Of course Petra had heard of the guy—was pretty sure he was part of one of the SPARTAN-II squads she’d seen in action, in fact. In the days following the return of the Forward Unto Dawn, Petra remembered random mentions of “Spartan-117” popping out of the ethereal chatter on numerous occasions. The Master Chief was obviously a “soldier of note” and as such a fairly well-protected asset by ONI, but this business with the Forerunner doomsday weapons and the parasitic Flood—this was something else entirely. This man’s actions deserved to be known. Others felt the same, and so Petra Janecek’s Voi segment was soon reframed in the context of how a single human soldier had single-handedly changed the entire course of the war.
And then she was on Forseti. The whole trip should have been a footnote. In order to appease the powers that be, she’d decided to use Voi as the wrapper around which the Master Chief story would be told. It made sense, but the way she saw it, that approach would necessitate intimacy—her audience needed to walk where the Chief had walked, see what the Chief had seen. Difficult considering the glassings carried out in the African basin by the Elites, but there was more than one way to put people in the Chief’s shoes. Which is how Petra had stumbled upon the message.
The message… Petra sank into the couch, letting her weight drag her down into the cushion depths that she prayed would protect her from her own inquisitiveness. She noodled the holopad with the toe of her sneaker, sighing. For God’s sakes, you’re such a friggin’ drama queen—THIS IS NOTHING! It’s not a smoking gun! It’s not going to blow the lid off anything! It’s…it’s…
It was an undotted i.
A thing unresolved.
A hint.
Most likely with a perfectly reasonable explanation.
Petra played the message back again.
“Chief! High Charity, the Prophets’ holy city, is on its way to Earth…with an army of Flood!” The blue-purple hologram’s impassioned plea tugged at Petra, even though she had always been vaguely creeped out by smart AIs.

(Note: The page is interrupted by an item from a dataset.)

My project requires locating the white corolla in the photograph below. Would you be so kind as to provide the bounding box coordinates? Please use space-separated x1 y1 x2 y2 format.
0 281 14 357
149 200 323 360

“I can’t tell you everything—it’s not safe,” Cortana continued. “The Gravemind—it knows I’m in the system. But it doesn’t know about the portal…where it leads.”
Petra closed her eyes, as much to shut out whatever paths this message might lead to as to focus harder on the AI’s words.
“On the other side, there’s a solution. A way to stop the Flood—without firing the remaining Halo rings.”
Whatever approximated pain in an AI coursed through the tiny hologram’s features—something immediately unpleasant. “Unnh! Hurry, Chief—the Ark. There isn’t much time!”
The recording ended. Without hesitation, Petra leaned forward and scrubbed backward through it again, bluish light flickering over her furrowed brow.
“—side, there’s a solution. A way to stop the Flood—without firing the remaining Halo rings.”
Petra had already packed the Ark dossier she’d put together, but she didn’t really need it anymore; she’d memorized the big beats. The UNSC and the Elites had gotten lucky when the Flood had come to them en masse, and the Master Chief had used the replacement Halo ring the Ark was constructing to wipe them all out in one fell swoop.